Over the coming months, SIX will be sharing our tracking and interrogation of how the discourse around philanthropy has shifted, or not, after the profoundly impactful events of 2020. We are looking for themes that have been lost in the noise, and trends that have become louder; we are searching for signals about what has already gained, and what may still gain, traction and attention. We are examining, in a light touch way, what the implications of this might be for our funder friends in the SIX’s Funders Node and beyond.

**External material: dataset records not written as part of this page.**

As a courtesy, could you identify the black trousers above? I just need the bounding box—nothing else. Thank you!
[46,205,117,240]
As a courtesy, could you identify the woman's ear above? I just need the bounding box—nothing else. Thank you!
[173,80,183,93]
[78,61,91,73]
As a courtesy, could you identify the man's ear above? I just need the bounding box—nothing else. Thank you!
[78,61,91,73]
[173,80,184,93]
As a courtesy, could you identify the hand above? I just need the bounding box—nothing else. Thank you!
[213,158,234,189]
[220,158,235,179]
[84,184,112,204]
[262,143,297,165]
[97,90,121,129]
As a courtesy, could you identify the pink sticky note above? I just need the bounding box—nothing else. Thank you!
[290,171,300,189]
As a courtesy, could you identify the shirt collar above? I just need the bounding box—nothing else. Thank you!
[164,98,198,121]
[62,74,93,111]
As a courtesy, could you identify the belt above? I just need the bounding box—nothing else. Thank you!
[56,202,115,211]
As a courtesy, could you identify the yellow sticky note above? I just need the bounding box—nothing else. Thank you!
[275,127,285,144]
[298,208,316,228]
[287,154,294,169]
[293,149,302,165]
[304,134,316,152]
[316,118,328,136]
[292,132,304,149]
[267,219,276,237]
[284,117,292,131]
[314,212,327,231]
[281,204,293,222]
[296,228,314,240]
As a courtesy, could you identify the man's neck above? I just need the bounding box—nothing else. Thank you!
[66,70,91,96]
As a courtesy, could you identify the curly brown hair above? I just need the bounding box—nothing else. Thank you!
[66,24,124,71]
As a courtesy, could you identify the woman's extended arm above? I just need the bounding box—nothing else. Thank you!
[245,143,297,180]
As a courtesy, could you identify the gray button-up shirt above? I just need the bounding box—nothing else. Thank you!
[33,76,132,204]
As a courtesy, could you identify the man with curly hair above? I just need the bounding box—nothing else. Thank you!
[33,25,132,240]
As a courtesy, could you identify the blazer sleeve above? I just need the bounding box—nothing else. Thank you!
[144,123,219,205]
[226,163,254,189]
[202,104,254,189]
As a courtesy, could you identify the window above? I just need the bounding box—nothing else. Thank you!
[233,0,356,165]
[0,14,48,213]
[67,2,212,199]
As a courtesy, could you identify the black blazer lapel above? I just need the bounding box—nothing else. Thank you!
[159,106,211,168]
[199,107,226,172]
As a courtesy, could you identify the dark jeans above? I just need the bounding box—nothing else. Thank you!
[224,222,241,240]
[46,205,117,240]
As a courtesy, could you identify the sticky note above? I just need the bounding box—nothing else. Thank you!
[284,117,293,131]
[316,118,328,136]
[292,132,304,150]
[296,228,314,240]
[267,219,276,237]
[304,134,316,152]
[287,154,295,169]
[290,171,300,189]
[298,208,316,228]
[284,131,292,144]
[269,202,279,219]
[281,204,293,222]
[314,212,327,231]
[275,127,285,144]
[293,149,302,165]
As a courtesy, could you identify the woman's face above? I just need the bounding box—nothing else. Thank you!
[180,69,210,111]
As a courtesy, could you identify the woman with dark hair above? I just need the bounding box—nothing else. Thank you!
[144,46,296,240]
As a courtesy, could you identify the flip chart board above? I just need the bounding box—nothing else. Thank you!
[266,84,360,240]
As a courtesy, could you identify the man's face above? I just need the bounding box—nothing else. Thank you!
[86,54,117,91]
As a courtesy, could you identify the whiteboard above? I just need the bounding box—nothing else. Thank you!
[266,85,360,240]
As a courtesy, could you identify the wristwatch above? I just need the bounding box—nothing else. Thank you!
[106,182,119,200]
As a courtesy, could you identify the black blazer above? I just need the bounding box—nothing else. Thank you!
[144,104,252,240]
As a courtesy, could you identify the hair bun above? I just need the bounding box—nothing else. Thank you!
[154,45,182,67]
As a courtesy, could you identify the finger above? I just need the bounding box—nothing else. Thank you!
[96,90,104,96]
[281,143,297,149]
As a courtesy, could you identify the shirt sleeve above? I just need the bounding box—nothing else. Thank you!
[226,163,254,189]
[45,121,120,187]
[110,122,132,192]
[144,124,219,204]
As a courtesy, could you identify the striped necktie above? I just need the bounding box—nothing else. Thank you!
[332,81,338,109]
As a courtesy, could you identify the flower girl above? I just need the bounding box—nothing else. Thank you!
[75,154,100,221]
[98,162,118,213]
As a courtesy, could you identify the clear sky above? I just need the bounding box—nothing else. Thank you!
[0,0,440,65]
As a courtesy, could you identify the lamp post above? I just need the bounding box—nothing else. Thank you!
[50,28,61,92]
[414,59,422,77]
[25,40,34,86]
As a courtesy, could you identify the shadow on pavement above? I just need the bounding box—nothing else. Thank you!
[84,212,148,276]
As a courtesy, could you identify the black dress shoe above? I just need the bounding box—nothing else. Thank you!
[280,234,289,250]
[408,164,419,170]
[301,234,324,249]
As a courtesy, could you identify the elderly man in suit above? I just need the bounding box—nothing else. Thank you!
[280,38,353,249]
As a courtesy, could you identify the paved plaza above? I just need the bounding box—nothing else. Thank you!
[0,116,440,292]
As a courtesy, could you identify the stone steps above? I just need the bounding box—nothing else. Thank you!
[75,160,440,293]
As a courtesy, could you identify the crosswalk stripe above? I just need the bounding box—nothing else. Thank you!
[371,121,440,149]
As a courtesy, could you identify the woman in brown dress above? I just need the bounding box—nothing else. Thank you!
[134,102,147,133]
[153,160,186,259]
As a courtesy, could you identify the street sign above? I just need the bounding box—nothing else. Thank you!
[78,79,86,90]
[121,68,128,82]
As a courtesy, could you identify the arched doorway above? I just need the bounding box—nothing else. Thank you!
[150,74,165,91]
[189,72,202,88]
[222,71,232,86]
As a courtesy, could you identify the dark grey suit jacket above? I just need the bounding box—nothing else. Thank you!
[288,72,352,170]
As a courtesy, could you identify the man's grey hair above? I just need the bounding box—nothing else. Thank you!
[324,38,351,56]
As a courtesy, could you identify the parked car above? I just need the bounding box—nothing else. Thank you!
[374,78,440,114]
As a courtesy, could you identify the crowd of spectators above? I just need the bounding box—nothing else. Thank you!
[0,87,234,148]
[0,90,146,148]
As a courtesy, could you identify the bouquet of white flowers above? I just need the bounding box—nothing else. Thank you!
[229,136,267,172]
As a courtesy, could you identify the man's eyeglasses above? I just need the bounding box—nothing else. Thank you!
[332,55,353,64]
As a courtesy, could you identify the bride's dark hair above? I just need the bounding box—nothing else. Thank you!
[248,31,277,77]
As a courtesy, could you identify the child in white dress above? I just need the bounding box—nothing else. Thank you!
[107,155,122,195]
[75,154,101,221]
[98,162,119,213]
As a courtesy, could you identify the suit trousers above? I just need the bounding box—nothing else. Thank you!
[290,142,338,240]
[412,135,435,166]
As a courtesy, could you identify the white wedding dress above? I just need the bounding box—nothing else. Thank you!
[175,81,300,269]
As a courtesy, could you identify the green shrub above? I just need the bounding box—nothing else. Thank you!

Early 2020 – Our collective anxiety was rising
Alternative Editorial’s Dare to dream up the 2020s set 2020 in the context of a previous decade full of economic and civic unrest: from the anti-cuts protests across Europe in 2010, to the Arab Spring against despotism and corruption, and Occupy Wall Street against the influence of corporate money in politics, rampant greed and inequality. Then in 2013, triggered by the murder of Michael Trayvon, Black Lives Matter grew quickly and furiously and fed a much broader and ongoing movement against white supremacy and colonisation.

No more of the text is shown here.